Last week, the first Carbon War Room summit was held in partnership with the City of Vancouver which hosted the event at the Pan Pacific Hotel overlooking the neon olympic rings on the Vancouver waterfront. I was lucky enough to be able to attend the event thanks to Citizen Global (which captured video of the event) and MNN.

At the opening night reception Jose Maria Figueres, former president of Costa Rica and Carbon War Room board member, unveiled a bold, almost audacious plan to remove 5 billion tons of CO2 per year by 2020, in essence reducing the total global carbon footprint by 10%. 

Such a reduction presents a challenge of epic proportions, but Branson and his team have a plan. They are mounting a full-on attack aimed neither at the perpetually inept federal governments of the industrialized world, nor at the climate change denialists. They are doing what any well-organized military operation would do -- aim low.

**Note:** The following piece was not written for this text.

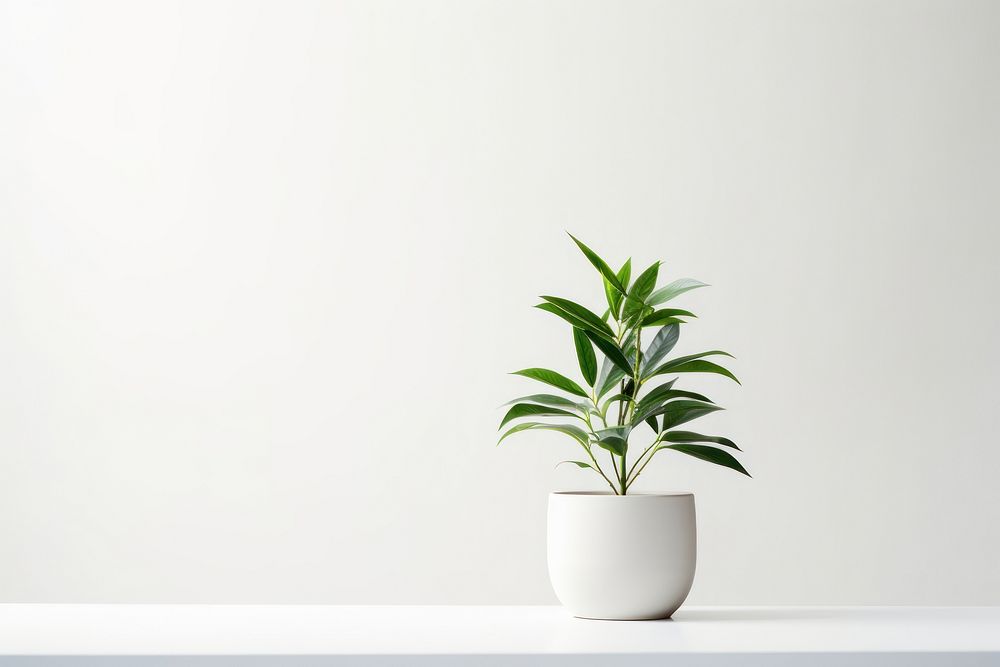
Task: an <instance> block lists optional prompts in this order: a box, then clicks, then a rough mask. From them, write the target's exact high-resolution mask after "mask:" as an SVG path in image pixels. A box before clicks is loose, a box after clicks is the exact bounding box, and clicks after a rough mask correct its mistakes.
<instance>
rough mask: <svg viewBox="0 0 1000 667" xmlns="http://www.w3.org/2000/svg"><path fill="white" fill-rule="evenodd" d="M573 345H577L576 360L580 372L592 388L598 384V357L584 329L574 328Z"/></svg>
mask: <svg viewBox="0 0 1000 667" xmlns="http://www.w3.org/2000/svg"><path fill="white" fill-rule="evenodd" d="M573 343H574V344H575V345H576V359H577V361H579V362H580V372H581V373H582V374H583V379H584V380H586V382H587V384H588V385H590V386H591V387H593V386H594V383H595V382H597V355H596V354H594V346H593V345H592V344H591V343H590V339H589V338H587V334H586V333H584V332H583V330H582V329H578V328H576V327H573Z"/></svg>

By tackling the lowest hanging fruit -- inefficient buildings -- the Carbon War Room folks are certain they can achieve the 5 billion goal. It will take capital, lots of it (by some estimates about $130 billion per year for building retrofits and $50 billion for renewable energy over the next 10 years) but it is important to note that a huge percentage of that money will come from the private sector and will flow directly into job creation, bolstering local economies.

And that's just the beginning. The Carbon War Room has created a Battle Plan with 7 theaters -- Built Environment, Electricity, Transport, Industry, Land Use, Carbon Management (including Biochar which you will hear more about later) and last but definitely not least, Emerging Economies. 

The Green Capital - Global Challenge is the first campaign and it will aim to dramatically reduce the carbon emissions of 10 target cities, creating a model for cities around the world to follow.